Mckenzie founded Frameworq Education Society in 2014. It has been a certified nonprofit since 2018 despite McKenzie’s original intentions for it to function as a business. Still, Frameworq has been successful in its mission: bringing together designers and consumers to explore sustainable solutions to our society’s disposable culture.
“We host events like design challenges, clothing repair events, clothing swaps, and other workshops, because the best way to overthrow throwaway culture is to Reuse, Repair, and Recycle,” explains McKenzie. “We have to rely on the circular economy to divert textile waste because there’s currently a tech gap for responsibly recycling textiles. Certain materials can’t be recycled, and we don’t have the technology to do that yet.”
These discarded pieces of fabric have been upcycled and revived by the community as hair scrunchies, tote bags, and punching bags — items for everyday use.

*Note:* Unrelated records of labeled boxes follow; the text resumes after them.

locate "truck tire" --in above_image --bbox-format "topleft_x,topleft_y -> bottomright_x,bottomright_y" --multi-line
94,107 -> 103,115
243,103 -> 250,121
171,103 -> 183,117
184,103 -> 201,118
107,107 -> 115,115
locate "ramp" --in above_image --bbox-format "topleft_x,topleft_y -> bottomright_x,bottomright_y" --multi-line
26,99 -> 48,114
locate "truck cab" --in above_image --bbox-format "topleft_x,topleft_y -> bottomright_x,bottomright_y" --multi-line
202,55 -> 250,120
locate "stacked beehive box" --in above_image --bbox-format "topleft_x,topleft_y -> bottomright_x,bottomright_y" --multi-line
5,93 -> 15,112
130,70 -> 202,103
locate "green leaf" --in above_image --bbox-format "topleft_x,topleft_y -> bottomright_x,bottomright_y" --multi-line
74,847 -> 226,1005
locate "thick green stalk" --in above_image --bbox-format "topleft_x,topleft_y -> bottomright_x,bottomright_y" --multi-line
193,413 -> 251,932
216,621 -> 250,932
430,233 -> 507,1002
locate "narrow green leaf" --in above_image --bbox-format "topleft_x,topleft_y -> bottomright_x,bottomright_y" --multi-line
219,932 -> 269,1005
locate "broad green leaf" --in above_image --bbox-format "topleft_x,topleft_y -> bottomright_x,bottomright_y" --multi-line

FABCYCLE then emerged in 2017 as an alternative solution to that gap. Before its launch, McKenzie experimented with different business models to find the one that would allow her to marry sustainability with business. She didn’t want to manage a service that would simply follow the “business as usual” attitude considering the magnitude of the environmental crisis.
So, FABCYCLE is a B2B and B2C service that works directly with fashion designers, artists, factories, and schools to collect textile waste left over from the apparel production process. Some of this “waste” is still in good condition, so the ReUSE Centre redistributes it among consumers in the Vancouver artist community. These discarded pieces of fabric have been upcycled and revived by the community as hair scrunchies, tote bags, and punching bags–items for everyday use.
“Fabric scraps have no resale value in stores and there was no system to deal with the waste in an environmentally friendly way, so I wanted FABCYCLE to function as the link between stores that throw materials away and the creative community that needs them,” says McKenzie.
What is McKenzie’s take on the sustainability movement now, five years into work? “In the apparel industry, sustainability is definitely becoming more of a mindset than a trend. There’s more awareness of that and how a circular economy benefits both businesses and the environment. Big companies are even acting on it now and training employees on its principles. So, I think the sustainable mindset is here to stay, but the problem is that we’re still very behind on productive action.”
One of the reasons behind this problem is that sustainable resources and materials are expensive. It’s hard for businesses to get behind sustainable practices when they can’t afford them.
“Sustainability is a privilege,” admits McKenzie. “It’s not ideal, but the privilege is in the buying—the ownership—of resources. Right now, the sad truth is that sustainable clothing materials cost more than regular ones. Many of my clients are students and emerging designers and they’re broke, so those materials aren’t available to them.”
McKenzie’s next steps are focused on getting the word out about the available resources at the ReUSE Centre and connecting with more artists and creatives to make use of these fabrics. If you’re interested in learning how to repair your own clothes or ways fabric waste can be a useful resource, you can find her facilitating Frameworq’s fix-it events at various Vancouver Public Library locations or chatting with clients at FABCYCLE’s ReUSE Centre in Chinatown.